XFS B-Tree error and Building a New DMAPI kernel

In LINUX Kernel releases prior to, and including 2.6.29, a large number of file creations and deletions in a single directory uncovers a bug that causes the XFS file system to become unavailable. This is evidenced by the following error message in the system log (/var/log/messages):
infinidiscdev kernel: XFS internal error XFS_WANT_CORRUPTED_GOTO at line 3327 of file fs/xfs/xfs_btree.c. Caller 0xc032b241

This only occurs on 32-bit InfiniDisc systems, and not on any installed OSVault systems. So far the problem has only been seen in lab testing using the BackupPC software to backup a large number of client systems to an InfiniDisc system.

Since nearly all of our customers for OSVault archive systems do not usually do large amounts of file deletions, this problem would be hard to find in that environment.

The fix is to update to a newer kernel version, such as 2.6.31 or 2.6.33. Our InfiniDisc systems will update to 2.6.33, which we get from XFS.ORG but then have to make a couple of patches to.

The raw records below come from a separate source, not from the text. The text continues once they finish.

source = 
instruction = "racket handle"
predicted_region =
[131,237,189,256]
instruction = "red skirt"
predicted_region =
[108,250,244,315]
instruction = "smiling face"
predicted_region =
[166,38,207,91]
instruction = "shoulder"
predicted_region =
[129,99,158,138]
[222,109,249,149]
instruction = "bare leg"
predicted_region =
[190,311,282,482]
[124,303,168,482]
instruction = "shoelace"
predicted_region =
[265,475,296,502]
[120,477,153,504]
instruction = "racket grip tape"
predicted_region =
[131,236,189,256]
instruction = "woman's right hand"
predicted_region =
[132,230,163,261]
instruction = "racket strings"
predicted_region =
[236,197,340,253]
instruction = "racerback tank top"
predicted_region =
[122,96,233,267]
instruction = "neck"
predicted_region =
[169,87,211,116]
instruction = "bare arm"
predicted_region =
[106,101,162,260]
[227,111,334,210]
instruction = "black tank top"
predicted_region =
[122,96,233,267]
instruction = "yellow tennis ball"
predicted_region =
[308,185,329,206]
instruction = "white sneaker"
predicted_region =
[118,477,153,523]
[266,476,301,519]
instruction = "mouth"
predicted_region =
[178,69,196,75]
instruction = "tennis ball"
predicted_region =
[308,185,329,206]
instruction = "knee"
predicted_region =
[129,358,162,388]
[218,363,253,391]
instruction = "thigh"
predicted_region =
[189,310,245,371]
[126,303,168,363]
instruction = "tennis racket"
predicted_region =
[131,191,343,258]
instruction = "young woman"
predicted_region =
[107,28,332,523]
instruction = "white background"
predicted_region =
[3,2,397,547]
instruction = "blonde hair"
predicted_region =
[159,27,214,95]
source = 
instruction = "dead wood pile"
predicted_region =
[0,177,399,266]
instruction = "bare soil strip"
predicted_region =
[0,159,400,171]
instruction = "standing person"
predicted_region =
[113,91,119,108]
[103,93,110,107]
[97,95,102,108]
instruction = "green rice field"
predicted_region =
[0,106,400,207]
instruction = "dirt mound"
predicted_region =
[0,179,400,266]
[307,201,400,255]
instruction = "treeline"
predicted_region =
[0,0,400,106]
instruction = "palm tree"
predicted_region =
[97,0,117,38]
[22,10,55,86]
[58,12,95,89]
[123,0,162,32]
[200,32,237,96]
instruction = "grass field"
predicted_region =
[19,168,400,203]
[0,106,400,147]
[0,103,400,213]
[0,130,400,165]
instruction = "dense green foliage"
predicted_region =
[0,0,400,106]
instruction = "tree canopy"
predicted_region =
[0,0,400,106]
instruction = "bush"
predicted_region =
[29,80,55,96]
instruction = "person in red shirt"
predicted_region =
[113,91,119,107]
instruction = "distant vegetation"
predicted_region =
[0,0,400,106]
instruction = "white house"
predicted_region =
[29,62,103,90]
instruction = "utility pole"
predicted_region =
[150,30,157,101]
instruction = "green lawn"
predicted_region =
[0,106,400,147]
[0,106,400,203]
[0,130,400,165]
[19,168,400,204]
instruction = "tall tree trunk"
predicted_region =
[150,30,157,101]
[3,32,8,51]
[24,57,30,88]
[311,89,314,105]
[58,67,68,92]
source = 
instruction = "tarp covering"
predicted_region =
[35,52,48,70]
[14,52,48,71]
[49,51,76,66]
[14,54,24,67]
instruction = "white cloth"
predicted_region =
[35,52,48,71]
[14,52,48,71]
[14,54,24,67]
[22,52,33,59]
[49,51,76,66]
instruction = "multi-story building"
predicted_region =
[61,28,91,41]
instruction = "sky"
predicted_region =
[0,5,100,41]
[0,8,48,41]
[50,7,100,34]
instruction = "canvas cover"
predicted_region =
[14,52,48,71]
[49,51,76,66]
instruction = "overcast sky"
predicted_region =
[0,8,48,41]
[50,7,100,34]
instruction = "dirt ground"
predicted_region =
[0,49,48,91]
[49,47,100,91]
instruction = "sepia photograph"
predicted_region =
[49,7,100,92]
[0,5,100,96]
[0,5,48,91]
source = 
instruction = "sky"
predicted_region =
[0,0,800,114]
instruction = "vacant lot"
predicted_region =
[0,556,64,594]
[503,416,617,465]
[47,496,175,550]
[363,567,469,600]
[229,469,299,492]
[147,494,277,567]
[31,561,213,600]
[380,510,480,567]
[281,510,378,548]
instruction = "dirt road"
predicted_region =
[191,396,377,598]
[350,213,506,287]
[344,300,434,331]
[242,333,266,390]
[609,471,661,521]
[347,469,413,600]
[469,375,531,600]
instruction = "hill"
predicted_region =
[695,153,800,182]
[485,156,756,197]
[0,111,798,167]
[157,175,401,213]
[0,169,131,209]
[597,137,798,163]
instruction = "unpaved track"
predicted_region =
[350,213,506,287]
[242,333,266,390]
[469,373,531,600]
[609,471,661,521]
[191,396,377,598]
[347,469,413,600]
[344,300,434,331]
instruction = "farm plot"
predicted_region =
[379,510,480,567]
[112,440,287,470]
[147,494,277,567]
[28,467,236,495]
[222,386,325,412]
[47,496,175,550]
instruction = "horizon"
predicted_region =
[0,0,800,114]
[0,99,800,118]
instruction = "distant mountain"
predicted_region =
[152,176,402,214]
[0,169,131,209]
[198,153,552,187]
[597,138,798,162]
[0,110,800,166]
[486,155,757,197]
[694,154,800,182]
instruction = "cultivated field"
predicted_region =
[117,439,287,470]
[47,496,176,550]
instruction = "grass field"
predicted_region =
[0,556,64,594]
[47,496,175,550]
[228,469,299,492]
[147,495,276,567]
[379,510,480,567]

The reason for the patches is that we have legacy systems built with gcc 3.4 and the baseline 2.6.33 kernel will not compile with that kernel. For our more current InfiniDisc appliances built on CentOS 5.4, the changes to the standard kernel source are not required.

The primary change we make to 2.6.33 is in the mptsas message routine, where we move the mptsas_set_rphy routine before the mptsas_port_delete routine.